Whoops. The test falsely marks a healthy person as sick only 1% of the time, but the number of people that are healthy is much larger than the number of people that are not. The test might have helped cure almost 17 thousand people, it also caused almost 170 thousand new patients due to the side effects.

No more accuracy

The previous example shows just how misleading the term accuracy can be. Let’s come back to the case of Oddity’s algorithm. During the latest pilot, our algorithm performed really well. It detected 100% of fights (false negative rate = 0%) and produced about 2 false positives per camera per week (false positive rate = 0.00018%). Taking into account the confidence level and using the Accuracy Under the Curve - Receiver Operator Characteristic (ROC - AUC) accuracy metric, this produces an accuracy of 99.9999%. This number is ridiculously high. It gets weirder: Imagine we changed the system to remove all the smart algorithms, and make it simply say “no violence” all the time. In such a case, the false prediction rate would equal the incidence rate, which is 0.0002%. Therefore, a naive accuracy measure can be calculated to be 99.9998%. Even though the algorithm does not do anything!

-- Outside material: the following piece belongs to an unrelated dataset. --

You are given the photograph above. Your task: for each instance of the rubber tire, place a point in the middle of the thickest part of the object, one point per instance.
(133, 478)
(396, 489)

In the case of the stupid naysayer algorithm, the more sophisticated ROC-AUC metric does not work since it is undefined when there is only one class in the body of predictions. This makes the ROC AUC metric somewhat more reasonable though it still fails in the case of the False Positive Paradox.

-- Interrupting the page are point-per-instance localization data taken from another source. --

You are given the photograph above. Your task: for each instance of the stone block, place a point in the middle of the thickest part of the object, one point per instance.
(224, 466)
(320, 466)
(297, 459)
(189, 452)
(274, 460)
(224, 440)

Technically, the 99.9999% accuracy is correct. But it is in no way representative of how it would feel to someone receiving alerts from our system. In a small camera surveillance setup, consisting of 100 cameras, an average of 29 false alerts are received each day. This is much better than our competition but not the result you would have in mind when you have been told the system is 99.9999% accurate. We continually work to decrease the false positive rate and we are confident that we can get it close to zero eventually. Either way, our system still significantly reduces the workload. Previously, human camera observers had to watch 100 video feeds, 24 hours a day, 7 days a week. With only 29 activations per day, observers now only need to watch around 15 minutes (30 seconds per activation) instead of 144000 minutes of footage to achieve the same result.

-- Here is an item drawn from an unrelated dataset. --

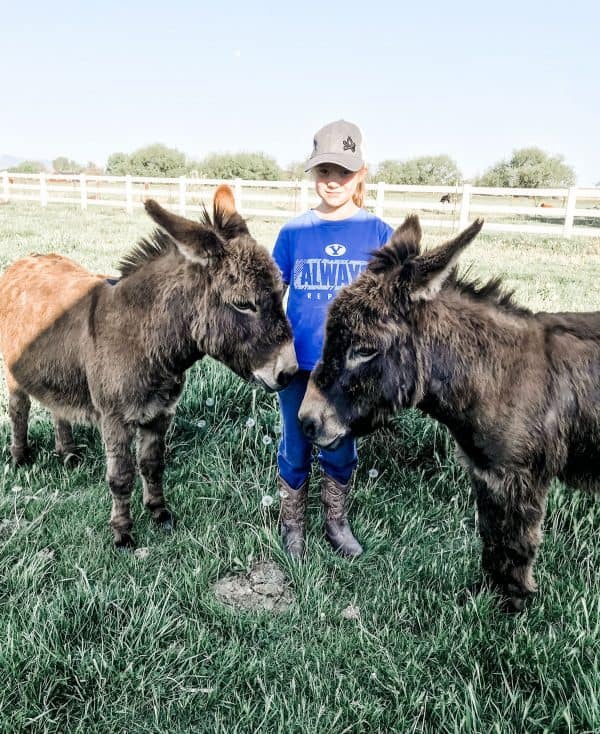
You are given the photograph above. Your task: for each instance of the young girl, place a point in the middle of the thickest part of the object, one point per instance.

We can calculate a more sane accuracy figure by adjusting for the base rate fallacy in our validation set. In an experimental setting, we determine the accuracy of Oddity’s algorithm by validating it against a separate dataset. This dataset is more balanced (30%/70%) and doesn’t suffer from the base rate fallacy. The accuracy on our validation set is near 92%. Though a more meaningful number than the former accuracy figure, it is still important to realize that in principle, these kinds of figures are only relevant in the context they were calculated.

How to defend against BRF

Hopefully, this post has helped you understand how the term accuracy can be grossly misleading or at the very least irrelevant in real-world cases. Whenever you hear someone boast with accuracy figures that seem too good to be true, you need to ask two questions:

  1. What is the size of your body of data?
  2. What is the incidence rate?

If the answer to question 1 is big and the answer to question 2 is small, you have got yourself a Base Rate Fallacy. That does not mean that the figure is incorrect, but it does mean that your brain is most likely interpreting it more positively than it truly is. Simply asking what the fraction of true positives among all positives is could clear some things up. Alternatively, ask what the accuracy is in a more balanced dataset.

TLDR;

  1. In a large body of data with a low incidence rate, the base rate fallacy can occur.
  2. The base rate fallacy is a psychological effect caused by the human brain focusing too much on the special case, rather than the total size of the dataset.
  3. Due to the base rate fallacy, advertised accuracy figures can be very misleading for the untrained brain.
  4. You can spot BRF by its two main characteristics: large body of data and low incidence rate.